Variations in the anatomy of the rabbit cervical carotid artery.
A model for cerebral ischemia that requires injection of emboli into the internal carotid artery of the rabbit is commonly used. However, in our experience we have found the anatomy of the cervical carotid to be highly variable. If not appreciated, this may result in unexpectedly high variability in the severity of ischemic injury. We undertook this experimental protocol to determine whether it was possible to characterize the anatomy of the rabbit cervical carotid artery.
We examined and recorded the architecture of the cervical carotid arteries of 105 consecutive rabbits involved in experimental protocols to evaluate the role of tissue-type plasminogen activator during embolic stroke.

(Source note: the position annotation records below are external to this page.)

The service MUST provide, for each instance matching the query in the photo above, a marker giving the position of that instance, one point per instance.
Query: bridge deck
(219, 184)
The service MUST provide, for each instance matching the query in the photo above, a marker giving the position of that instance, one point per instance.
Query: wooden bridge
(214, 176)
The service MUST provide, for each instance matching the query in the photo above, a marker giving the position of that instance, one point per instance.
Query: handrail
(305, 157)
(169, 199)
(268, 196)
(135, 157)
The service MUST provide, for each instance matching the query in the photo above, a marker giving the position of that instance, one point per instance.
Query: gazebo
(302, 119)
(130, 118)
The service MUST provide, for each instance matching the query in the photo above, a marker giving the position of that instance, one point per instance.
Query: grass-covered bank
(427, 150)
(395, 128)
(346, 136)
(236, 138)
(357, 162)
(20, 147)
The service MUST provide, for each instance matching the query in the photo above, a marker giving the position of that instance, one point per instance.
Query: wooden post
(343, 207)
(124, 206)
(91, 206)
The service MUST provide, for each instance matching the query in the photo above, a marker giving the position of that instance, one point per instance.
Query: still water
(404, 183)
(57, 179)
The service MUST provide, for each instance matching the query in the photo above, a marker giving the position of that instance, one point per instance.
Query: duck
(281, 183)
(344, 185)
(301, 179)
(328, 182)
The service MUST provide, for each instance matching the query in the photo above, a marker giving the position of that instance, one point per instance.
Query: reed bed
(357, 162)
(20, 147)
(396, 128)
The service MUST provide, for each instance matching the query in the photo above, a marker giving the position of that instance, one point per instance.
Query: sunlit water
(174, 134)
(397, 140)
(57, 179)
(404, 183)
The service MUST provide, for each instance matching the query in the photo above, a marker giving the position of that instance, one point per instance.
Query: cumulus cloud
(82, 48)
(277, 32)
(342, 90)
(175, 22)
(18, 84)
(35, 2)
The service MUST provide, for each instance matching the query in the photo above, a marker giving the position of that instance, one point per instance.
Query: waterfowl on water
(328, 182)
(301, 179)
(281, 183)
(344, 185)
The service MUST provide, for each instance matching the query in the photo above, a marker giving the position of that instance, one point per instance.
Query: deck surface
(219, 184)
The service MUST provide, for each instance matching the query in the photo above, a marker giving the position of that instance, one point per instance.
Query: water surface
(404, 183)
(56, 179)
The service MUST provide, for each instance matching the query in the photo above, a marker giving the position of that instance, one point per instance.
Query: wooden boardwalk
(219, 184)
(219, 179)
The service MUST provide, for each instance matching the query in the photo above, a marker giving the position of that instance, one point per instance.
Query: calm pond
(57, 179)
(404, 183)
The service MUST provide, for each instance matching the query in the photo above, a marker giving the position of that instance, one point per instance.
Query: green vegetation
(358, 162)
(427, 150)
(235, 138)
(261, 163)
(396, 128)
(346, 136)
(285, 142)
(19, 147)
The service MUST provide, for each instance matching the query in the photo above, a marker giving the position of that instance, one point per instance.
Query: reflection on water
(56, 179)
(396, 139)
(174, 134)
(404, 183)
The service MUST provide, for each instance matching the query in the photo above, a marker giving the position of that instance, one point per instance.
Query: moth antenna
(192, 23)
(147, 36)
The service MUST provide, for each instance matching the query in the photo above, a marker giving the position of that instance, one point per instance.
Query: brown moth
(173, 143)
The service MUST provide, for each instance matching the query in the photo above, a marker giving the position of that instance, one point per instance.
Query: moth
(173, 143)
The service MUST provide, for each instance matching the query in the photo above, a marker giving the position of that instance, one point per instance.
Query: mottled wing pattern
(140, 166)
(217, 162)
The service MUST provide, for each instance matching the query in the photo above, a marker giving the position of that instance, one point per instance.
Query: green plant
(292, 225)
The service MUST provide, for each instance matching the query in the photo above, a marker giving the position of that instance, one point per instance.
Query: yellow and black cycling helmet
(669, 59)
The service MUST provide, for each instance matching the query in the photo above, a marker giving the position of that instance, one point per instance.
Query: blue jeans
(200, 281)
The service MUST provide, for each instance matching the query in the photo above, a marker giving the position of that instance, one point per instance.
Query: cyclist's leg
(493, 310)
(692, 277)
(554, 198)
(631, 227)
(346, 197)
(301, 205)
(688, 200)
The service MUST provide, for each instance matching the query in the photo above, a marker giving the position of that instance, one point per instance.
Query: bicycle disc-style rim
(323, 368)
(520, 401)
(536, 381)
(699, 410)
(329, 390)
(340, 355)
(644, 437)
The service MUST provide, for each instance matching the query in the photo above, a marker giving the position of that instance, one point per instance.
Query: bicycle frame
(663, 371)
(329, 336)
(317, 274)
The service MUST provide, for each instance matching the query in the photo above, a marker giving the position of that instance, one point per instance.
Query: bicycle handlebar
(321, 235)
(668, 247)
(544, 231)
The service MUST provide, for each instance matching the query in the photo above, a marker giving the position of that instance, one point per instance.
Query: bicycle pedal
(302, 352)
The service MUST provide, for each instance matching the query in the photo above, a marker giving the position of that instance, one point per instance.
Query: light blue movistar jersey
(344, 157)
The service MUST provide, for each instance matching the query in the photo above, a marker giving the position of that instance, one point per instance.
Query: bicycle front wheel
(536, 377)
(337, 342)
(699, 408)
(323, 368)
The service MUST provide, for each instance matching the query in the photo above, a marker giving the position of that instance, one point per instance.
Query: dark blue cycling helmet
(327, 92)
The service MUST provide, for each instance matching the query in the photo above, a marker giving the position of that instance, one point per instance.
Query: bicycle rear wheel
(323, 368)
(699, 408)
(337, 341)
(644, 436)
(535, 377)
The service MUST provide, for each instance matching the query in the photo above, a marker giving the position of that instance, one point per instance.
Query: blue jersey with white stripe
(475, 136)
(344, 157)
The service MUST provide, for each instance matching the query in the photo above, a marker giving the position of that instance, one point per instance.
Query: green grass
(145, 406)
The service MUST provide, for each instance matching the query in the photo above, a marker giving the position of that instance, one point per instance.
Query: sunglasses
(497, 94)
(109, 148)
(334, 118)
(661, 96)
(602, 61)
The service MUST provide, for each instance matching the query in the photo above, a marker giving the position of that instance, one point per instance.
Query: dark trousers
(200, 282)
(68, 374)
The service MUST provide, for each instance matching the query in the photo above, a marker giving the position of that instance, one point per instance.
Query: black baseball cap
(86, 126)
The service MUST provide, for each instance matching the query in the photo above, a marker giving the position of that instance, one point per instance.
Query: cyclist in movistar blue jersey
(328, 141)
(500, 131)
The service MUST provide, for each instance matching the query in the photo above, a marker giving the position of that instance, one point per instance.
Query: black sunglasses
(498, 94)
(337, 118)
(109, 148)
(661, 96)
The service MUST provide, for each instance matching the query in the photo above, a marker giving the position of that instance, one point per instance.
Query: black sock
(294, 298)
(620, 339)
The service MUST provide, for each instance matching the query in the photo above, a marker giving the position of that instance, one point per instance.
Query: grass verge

Two basic patterns of origin of the internal carotid artery were identified: lateral origin, classified as type I, and dorsomedial origin, classified as type II. In addition, there were three subsequent variations in the origin and morphology of the occipital artery in relation to the internal carotid artery: origin from the external carotid artery (subtype A); origin proximal on the internal carotid artery (subtype B); and origin distal on the internal carotid artery (subtype C).
The classification of the anatomy of the cervical carotid artery of the rabbit into these easily recognized types will assist those attempting to use this embolization model. Failure to recognize the origin of the occipital artery from the internal carotid artery can result in the misdirection of embolic material into the occipital artery and significantly reduce the effectiveness of this stroke model.